La polygamie, fantasme des misogynes

La FLDS institue un régime de polygamie obligatoire. L’on s’en serait douté, ce ne sont que les hommes qui peuvent avoir plusieurs femmes et non l’inverse – parce qu’elles sont, elles, des objets. Le dogme fondamentaliste explique même qu’il faut avoir au minimum trois femmes pour être certain d’entrer au paradis. Le mécanisme de domination et d’emprise du prophète est bien rodé : vous n’irez pas au paradis si vous n’avez pas trois femmes, or je suis le seul à pouvoir vous les donner puisque je contrôle la politique maritale de la communauté, donc je suis celui qui vous offre l’accès au paradis. Ce n’est d’ailleurs pas un hasard – nous y reviendrons plus tard – si ce sont des femmes qui ont dénoncé au monde extérieur les agissements du prophète, et non des hommes. Ces derniers, disons-le, s’accommodaient bien d’une situation qui les favorisait. Un couple d’ancien membres de la secte, Lloyd et Myrna Wall, l’illustre bien. Alors que Myrna (qui était la première femme de Lloyd) décrit le fonctionnement de leur ménage polygame, Lloyd explique : « Vous comprenez, avoir plusieurs femmes à son service, c’est le rêve de tout homme ». Rappelons que Lloyd, comme sa femme, est sorti de la secte et est dorénavant un Américain lambda. La polygamie officielle de la secte entérine et prolonge l’éducation misogyne que reçoivent les membres de la secte. Ici, le concept de « causalité circulaire[3] » de Bourdieu est éclairant. La causalité circulaire correspond à une adéquation entre les mentalités individuelles construites et les structures objectives de l’espace social, autrement dit entre ce que l’on croit et ce que l’on voit : or lorsqu’on pense qu’une femme est un objet, et que de fait dans sa société elle n’est qu’un objet, alors l’un et l’autre renforcent l’infériorisation de la femme. Le prophète Warren Jeffs, quant à lui, a eu 78 épouses, dont 29 étaient déjà les femmes de son père, et 24 étaient mineures. 

 

 

Dieu ne distingue ni les mineures des majeures ni le consentement du viol 

Après avoir brièvement présenté l’histoire de la FLDS, nous découvrons dès le premier épisode le témoignage d’une ancienne membre de l’Eglise, mariée à 14 ans à Rulon Jeffs (le père de Warren Jeffs, prophète avant lui) alors âgé de… 84 ans. Et, « devoir conjugal » oblige, il n’a pas attendu qu’elle ait un âge plus avancé pour la forcer à avoir des relations sexuelles. L’Amérique était au courant qu’une Église polygame existait dans l’Utah et au Texas, et s’en accommodait très bien. Toutefois, lorsque des rumeurs de mariage avec des mineures ont éclos, elle s’est heureusement scandalisée. Les filles, sans avoir leur mot à dire, étaient régulièrement mariées mineures à des vieux mâles. Une fois le prophète tombé dans les mains de la police – notamment en raison de ses mariages avec des mineures –, la défense s’est évertuée à expliquer que, chez les Mormons, « Dieu ne distingue pas de frontière entre la mineure et la majeure ». Dès lors qu’une femme est pubère, elle est apte à enfanter, donc à se marier. 
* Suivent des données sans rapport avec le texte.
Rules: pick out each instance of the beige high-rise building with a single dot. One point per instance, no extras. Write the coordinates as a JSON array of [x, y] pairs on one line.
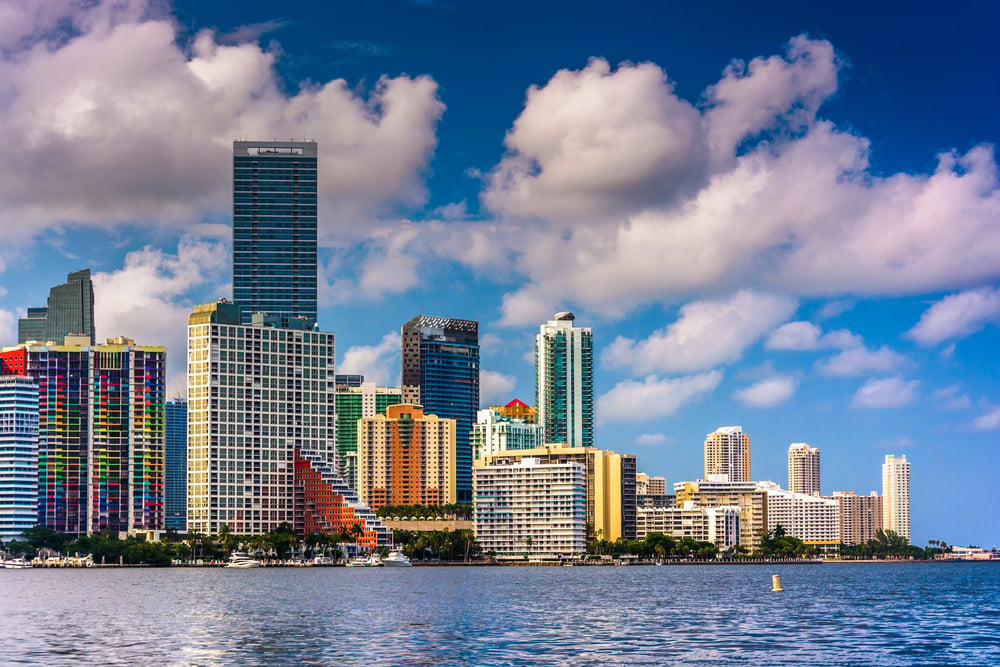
[[610, 482], [896, 495], [803, 469], [727, 452], [860, 516], [406, 458]]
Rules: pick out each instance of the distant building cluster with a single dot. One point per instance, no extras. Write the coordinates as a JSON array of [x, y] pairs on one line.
[[269, 435]]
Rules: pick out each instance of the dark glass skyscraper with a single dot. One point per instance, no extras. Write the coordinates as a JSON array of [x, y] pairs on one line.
[[274, 228], [175, 465], [70, 310], [441, 373]]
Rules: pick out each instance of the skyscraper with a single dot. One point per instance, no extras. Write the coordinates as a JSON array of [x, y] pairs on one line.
[[70, 311], [101, 431], [803, 469], [175, 465], [274, 228], [727, 452], [441, 374], [896, 495], [18, 455], [564, 381]]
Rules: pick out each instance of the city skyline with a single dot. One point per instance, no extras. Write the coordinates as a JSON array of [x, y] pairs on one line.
[[829, 319]]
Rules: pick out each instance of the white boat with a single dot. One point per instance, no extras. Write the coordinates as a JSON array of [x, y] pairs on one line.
[[242, 561], [17, 564], [397, 559]]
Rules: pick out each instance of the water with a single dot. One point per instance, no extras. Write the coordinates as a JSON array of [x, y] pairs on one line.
[[832, 614]]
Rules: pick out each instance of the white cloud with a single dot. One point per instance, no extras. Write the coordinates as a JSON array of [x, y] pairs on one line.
[[706, 334], [654, 397], [957, 316], [891, 392], [769, 392], [379, 363], [651, 440], [8, 328], [989, 421], [859, 360], [594, 141], [149, 298], [795, 210], [495, 388], [170, 109], [949, 398]]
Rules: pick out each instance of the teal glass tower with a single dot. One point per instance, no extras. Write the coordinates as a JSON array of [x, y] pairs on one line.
[[441, 373], [564, 381], [274, 228], [70, 310]]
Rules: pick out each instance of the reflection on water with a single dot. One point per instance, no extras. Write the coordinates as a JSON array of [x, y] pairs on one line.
[[862, 614]]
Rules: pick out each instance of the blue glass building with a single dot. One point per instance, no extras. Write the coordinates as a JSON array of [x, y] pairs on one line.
[[175, 465], [274, 228], [441, 373]]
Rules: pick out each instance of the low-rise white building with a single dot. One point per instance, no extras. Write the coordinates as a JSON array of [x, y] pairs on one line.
[[530, 507], [813, 519], [719, 525]]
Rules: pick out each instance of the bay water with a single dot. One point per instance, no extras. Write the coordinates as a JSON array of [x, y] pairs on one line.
[[830, 614]]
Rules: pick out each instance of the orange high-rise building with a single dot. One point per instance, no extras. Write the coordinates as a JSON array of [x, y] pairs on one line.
[[406, 458]]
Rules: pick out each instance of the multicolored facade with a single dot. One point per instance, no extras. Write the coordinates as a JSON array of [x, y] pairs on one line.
[[406, 457], [101, 435], [325, 504]]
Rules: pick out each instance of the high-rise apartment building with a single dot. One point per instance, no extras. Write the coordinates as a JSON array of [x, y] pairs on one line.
[[727, 452], [609, 479], [803, 469], [748, 496], [175, 465], [527, 506], [441, 374], [70, 312], [564, 381], [406, 457], [18, 455], [354, 401], [812, 519], [860, 516], [896, 495], [493, 433], [274, 229], [101, 434]]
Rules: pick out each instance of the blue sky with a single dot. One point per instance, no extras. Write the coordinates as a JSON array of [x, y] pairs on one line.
[[784, 217]]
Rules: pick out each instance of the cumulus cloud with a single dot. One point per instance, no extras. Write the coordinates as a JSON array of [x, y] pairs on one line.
[[706, 334], [989, 421], [149, 298], [651, 440], [769, 392], [123, 120], [788, 203], [957, 316], [495, 388], [654, 397], [379, 363], [893, 392]]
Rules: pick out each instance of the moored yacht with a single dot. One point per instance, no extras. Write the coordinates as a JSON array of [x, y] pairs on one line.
[[240, 560]]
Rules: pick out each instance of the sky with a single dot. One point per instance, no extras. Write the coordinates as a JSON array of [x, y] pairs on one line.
[[783, 217]]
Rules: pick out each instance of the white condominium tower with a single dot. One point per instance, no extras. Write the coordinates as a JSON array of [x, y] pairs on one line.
[[803, 469], [564, 381], [896, 495], [727, 452]]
Mais pour que le modèle marital se perpétue – de vieux hommes épousant plusieurs jeunes filles chacun – les jeunes garçons de la communauté en sont régulièrement expulsés, et se retrouvent seuls dans les rues de l’Utah. Ces jeunes filles, comme les plus âgées, sont astreintes au « devoir conjugal ». Dans le vocabulaire des membres de la communauté, limité à ce que les enfants ont entendu de la bouche des autres fidèles, le mot « viol » n’existe même pas. Un témoignage d’une femme mariée très jeune est édifiant, elle explique avoir ressenti toute la violence symbolique et physique des viols conjugaux de son mari sans pouvoir mettre un mot dessus, et donc sans pouvoir appréhender son mal-être. Méthode orwellienne. Si le mot n’existe pas dans leur vocabulaire ce n’est pas un hasard : lorsqu’une femme (c’est le cas d’une des personnes interviewées dans la série) se plaint auprès du prophète des viols subis, celui-ci leur rétorque qu’il ne peut y avoir de relation sexuelle forcée puisque le mari détient le pouvoir de décider. « Femmes, soyez soumises à vos maris, comme au Seigneur » précise la Bible. On imagine, au visionnage de la série, les milliers de vies brisées. Toute la vie de la communauté est enregistrée, en vidéo ou audio, et ce qui a fait choir Warren Jeffs est un enregistrement audio dans laquelle on l’entend violer sa nouvelle femme, une fille de 12 ans. 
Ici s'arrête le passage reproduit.